Market Pulse Weekly: S&P 500, NASDAQ 100, and IBIT BTC / BitcoinEnd of Week: Friday, 1-2-2026


Market Pulse Weekly: S&P 500, NASDAQ 100, and IBIT BTC / Bitcoin
End of Week: Friday, January 2, 2026


SPX (S&P 500)

Market Regime: Uptrend
Weekly Consideration: Hold (effective Monday, January 5, 2026, at the open)

Brief:
The S&P 500 maintained its higher structural regime this week despite a modest pullback that resulted in a lower close compared to the prior week. This price action reflects a consolidation phase within the broader uptrend. As the new quarter begins, the outlook remains cautiously constructive, pending confirmation from renewed directional momentum.


NDX (NASDAQ 100)

Market Regime: Uptrend
Weekly Consideration: Hold (effective Monday, January 5, 2026, at the open)

Brief:
The NASDAQ 100 mirrored broader market behavior, closing the week lower while continuing to hold firmly within its established uptrend regime. This movement suggests a digestion phase following recent strength in the technology-heavy index. The opening of the new quarter favors continuation of the bullish structure, provided key technical support levels remain intact.
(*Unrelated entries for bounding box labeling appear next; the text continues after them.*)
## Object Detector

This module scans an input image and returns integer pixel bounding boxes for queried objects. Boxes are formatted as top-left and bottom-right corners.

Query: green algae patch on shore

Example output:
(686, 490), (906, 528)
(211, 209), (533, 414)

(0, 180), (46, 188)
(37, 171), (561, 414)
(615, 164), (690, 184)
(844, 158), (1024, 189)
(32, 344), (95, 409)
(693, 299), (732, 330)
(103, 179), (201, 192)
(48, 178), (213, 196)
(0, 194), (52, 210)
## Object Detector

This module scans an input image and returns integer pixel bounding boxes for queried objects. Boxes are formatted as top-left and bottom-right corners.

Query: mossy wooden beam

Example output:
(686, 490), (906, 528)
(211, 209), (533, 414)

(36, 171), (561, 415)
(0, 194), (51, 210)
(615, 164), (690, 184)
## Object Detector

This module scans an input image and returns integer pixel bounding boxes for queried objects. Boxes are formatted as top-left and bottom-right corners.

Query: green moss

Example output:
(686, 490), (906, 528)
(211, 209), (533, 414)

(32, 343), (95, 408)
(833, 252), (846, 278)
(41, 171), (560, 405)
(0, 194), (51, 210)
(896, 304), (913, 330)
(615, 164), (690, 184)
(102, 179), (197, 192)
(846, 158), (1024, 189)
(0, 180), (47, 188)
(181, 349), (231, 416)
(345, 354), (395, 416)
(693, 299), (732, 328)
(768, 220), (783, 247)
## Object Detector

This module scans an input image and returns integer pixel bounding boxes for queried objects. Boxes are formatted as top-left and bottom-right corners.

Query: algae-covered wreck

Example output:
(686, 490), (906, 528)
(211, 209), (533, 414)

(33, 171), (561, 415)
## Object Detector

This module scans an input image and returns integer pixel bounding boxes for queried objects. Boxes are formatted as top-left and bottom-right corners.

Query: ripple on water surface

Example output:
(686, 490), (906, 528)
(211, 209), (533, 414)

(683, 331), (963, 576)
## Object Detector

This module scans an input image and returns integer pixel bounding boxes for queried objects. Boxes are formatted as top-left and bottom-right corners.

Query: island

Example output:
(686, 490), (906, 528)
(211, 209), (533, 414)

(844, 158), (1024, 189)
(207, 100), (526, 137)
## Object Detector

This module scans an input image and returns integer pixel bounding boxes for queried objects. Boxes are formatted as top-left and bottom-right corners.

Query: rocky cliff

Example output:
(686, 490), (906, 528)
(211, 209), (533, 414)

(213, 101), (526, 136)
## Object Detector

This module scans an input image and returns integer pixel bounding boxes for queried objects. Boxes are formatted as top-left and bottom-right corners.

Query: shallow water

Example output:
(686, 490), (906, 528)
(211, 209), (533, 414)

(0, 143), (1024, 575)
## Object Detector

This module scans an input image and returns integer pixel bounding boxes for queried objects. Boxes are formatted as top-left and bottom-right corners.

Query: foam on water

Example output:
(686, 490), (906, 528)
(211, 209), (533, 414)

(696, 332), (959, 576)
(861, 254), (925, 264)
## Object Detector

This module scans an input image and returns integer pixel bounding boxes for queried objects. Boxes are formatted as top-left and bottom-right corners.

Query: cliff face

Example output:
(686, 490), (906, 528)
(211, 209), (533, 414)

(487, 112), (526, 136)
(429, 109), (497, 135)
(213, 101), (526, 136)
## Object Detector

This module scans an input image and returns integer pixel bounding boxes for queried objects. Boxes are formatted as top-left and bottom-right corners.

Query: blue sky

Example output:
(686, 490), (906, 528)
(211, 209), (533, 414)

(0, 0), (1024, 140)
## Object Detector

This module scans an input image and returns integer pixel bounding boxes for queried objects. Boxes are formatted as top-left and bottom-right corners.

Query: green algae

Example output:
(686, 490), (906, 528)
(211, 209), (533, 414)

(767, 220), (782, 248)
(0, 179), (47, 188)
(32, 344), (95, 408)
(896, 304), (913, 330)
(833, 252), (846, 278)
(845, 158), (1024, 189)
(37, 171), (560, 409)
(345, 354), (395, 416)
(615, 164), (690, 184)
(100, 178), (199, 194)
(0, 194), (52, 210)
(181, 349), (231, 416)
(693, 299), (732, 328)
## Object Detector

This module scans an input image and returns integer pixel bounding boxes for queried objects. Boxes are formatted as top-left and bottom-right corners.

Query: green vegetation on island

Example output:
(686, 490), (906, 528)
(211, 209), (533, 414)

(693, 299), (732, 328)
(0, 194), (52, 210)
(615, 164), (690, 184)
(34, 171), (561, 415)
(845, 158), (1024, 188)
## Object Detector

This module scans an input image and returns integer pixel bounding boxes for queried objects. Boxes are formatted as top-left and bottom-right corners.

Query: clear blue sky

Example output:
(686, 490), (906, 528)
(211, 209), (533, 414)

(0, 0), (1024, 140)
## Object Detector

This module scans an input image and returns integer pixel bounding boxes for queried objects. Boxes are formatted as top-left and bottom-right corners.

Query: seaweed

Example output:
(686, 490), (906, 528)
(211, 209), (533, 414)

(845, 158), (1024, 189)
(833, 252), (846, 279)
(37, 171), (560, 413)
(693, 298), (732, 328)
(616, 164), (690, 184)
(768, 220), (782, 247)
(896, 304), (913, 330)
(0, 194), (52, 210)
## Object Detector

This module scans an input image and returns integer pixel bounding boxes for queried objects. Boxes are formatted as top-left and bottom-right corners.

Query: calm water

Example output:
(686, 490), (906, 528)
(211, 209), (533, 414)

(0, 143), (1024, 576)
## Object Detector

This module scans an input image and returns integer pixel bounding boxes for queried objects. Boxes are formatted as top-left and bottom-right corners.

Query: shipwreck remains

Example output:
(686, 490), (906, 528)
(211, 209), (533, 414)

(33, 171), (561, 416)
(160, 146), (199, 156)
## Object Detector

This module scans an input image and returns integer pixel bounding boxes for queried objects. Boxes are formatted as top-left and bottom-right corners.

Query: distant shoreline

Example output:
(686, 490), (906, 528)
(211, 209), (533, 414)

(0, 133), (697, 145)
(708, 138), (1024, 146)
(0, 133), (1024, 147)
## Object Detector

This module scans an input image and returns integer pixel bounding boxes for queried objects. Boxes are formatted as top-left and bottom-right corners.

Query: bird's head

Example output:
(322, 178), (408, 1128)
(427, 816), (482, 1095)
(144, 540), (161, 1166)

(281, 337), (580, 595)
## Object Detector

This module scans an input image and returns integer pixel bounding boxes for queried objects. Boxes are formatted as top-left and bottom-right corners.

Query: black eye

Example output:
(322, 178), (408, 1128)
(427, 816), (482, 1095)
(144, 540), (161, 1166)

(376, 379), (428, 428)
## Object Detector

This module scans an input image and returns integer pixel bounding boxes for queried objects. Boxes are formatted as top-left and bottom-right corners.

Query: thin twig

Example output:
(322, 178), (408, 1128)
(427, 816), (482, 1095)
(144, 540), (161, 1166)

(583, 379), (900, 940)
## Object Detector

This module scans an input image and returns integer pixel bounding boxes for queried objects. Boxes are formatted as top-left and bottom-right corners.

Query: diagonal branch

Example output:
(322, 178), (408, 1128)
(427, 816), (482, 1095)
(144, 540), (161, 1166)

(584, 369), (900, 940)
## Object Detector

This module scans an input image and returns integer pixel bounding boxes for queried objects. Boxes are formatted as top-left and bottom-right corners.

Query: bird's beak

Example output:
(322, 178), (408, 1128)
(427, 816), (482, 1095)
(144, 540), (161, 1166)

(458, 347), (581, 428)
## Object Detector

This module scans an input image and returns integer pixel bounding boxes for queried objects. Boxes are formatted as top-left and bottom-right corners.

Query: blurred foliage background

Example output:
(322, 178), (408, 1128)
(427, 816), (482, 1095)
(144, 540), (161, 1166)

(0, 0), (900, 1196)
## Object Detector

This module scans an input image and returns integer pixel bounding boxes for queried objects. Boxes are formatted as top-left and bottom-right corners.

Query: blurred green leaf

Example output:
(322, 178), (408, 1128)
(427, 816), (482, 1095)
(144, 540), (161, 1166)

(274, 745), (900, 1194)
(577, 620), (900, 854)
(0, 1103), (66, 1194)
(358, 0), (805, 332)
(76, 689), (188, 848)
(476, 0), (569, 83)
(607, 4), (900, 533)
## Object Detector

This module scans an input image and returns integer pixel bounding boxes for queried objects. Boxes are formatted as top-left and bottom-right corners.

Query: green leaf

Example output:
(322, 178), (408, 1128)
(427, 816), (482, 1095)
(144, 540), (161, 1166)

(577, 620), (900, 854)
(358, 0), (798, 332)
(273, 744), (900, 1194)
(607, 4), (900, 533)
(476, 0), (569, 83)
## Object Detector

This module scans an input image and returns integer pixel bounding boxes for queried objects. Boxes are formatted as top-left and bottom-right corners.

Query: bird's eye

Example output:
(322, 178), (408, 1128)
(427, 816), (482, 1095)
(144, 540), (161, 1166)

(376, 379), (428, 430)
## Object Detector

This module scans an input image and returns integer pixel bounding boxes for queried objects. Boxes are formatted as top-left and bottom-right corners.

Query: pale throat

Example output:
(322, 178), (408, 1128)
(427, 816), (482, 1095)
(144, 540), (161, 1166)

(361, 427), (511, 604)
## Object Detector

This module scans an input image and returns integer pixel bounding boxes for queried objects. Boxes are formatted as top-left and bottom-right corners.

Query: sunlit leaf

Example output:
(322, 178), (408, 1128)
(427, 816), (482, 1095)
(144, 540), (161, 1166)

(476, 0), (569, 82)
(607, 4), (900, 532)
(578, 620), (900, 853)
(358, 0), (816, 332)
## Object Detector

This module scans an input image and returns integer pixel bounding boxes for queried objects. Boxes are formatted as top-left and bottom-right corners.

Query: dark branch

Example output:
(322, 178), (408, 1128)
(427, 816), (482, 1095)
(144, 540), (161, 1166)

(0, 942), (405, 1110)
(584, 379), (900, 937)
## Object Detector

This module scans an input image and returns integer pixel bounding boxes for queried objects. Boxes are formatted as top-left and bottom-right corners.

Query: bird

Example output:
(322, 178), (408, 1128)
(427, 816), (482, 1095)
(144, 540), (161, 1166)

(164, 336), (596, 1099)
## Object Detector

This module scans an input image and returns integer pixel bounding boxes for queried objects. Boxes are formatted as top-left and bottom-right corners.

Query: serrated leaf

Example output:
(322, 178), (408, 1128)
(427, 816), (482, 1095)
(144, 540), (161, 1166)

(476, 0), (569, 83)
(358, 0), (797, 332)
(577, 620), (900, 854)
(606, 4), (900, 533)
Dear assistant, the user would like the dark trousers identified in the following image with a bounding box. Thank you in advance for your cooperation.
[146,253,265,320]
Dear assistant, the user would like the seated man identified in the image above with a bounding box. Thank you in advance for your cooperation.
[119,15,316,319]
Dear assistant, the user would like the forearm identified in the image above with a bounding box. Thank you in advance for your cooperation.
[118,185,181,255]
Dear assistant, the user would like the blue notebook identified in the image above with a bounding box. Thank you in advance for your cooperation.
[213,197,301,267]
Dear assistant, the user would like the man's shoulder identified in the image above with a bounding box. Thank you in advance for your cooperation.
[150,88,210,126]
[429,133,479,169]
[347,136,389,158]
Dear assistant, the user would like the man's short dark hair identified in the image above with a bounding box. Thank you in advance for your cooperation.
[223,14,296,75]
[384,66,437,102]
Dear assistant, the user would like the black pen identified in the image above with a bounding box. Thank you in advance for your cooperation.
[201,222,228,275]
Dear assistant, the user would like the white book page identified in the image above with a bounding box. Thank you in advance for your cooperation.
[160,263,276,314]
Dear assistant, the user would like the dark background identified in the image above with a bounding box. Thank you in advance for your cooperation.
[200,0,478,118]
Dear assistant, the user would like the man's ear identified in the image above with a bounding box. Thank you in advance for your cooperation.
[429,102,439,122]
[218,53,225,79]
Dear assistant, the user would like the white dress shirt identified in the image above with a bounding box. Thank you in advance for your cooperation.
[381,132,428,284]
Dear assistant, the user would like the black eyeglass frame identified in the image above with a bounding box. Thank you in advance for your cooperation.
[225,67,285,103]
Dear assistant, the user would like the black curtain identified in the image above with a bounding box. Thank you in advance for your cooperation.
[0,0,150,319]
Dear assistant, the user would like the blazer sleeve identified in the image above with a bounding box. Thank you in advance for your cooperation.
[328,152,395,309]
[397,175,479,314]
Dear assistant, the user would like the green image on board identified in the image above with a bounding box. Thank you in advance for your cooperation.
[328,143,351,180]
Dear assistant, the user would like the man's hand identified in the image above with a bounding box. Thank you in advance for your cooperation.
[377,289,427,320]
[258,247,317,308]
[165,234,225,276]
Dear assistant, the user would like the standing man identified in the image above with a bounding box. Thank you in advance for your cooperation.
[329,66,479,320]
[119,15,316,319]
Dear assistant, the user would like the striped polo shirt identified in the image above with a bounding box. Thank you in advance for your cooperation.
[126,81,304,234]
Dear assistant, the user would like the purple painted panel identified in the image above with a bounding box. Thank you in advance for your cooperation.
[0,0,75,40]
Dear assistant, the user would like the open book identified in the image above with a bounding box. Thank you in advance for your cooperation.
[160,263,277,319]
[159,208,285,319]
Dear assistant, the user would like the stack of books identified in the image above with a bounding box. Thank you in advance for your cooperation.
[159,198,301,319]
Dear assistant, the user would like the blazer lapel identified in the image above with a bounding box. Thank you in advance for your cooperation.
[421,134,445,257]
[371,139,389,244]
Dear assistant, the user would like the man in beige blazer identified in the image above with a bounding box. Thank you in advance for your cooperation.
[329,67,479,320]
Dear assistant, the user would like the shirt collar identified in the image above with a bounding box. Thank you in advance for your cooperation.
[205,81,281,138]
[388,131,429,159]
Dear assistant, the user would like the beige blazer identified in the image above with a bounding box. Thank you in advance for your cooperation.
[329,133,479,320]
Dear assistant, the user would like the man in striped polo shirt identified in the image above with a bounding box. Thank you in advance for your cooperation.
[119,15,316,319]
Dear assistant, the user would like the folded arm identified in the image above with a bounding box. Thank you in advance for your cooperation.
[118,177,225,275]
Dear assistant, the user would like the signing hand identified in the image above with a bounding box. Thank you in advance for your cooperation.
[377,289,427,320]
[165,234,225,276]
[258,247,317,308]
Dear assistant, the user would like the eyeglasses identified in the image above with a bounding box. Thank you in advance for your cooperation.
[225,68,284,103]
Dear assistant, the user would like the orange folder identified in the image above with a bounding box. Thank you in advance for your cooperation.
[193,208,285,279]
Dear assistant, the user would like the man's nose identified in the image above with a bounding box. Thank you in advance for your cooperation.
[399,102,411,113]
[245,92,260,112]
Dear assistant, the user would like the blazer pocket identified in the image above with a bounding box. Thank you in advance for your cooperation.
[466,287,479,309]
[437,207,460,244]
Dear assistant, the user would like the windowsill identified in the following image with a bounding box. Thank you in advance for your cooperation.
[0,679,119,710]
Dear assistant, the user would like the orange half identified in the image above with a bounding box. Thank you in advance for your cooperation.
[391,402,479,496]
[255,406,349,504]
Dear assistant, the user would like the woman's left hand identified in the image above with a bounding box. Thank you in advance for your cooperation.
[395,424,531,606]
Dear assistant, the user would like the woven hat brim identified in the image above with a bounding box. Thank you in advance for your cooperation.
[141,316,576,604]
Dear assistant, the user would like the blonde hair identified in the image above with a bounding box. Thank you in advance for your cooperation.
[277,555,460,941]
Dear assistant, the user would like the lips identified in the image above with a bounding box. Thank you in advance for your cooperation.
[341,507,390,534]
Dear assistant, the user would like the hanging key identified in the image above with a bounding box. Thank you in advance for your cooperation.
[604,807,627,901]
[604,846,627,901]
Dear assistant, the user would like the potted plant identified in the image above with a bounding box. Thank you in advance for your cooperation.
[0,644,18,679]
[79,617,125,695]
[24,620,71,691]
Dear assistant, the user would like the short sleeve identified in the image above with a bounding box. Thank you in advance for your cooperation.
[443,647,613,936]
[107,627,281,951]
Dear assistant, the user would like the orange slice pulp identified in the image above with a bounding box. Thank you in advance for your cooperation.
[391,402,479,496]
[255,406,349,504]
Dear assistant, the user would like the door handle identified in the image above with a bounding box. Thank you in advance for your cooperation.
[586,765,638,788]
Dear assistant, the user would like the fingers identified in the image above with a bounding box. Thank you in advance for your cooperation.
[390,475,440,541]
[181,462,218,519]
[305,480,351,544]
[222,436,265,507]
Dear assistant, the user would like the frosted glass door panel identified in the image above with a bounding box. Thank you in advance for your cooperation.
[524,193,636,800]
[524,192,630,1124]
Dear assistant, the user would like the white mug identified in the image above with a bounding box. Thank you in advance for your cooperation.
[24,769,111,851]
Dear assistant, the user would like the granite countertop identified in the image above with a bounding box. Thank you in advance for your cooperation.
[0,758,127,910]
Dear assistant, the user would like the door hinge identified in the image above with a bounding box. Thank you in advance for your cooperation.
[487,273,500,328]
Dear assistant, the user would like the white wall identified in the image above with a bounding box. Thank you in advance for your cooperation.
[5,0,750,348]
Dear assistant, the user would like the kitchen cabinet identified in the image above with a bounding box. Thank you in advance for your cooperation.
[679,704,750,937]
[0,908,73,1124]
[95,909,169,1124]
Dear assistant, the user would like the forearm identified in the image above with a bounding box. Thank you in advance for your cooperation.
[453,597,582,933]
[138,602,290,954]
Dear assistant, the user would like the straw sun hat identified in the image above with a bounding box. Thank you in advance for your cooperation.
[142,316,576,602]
IBIT (iShares Bitcoin Trust)

Market Regime: Downtrend
Weekly Consideration: Hold (effective Monday, January 5, 2026, at the open)

Brief:
IBIT recorded a weekly gain, closing higher than the previous Friday; however, it remains structurally positioned within a downtrend regime. This advance is best characterized as a counter-trend bounce rather than a confirmed reversal. Entering the new quarter, a decisive reclaim of higher technical territory would be required to alter the prevailing trend.


Macro Summary

The first week of the new quarter was marked by initial consolidation across major equity indices following strong year-end performance. Both the S&P 500 and NASDAQ 100 posted modest weekly declines while preserving their broader uptrend structures.

Market volatility remained subdued as participants awaited new economic data to validate early-year momentum. Expectations surrounding central bank policy—particularly the pace of rate adjustments and the inflation trajectory—continue to be the primary macro drivers, with forward-looking yield curves signaling measured caution ahead of the first major data releases of the year.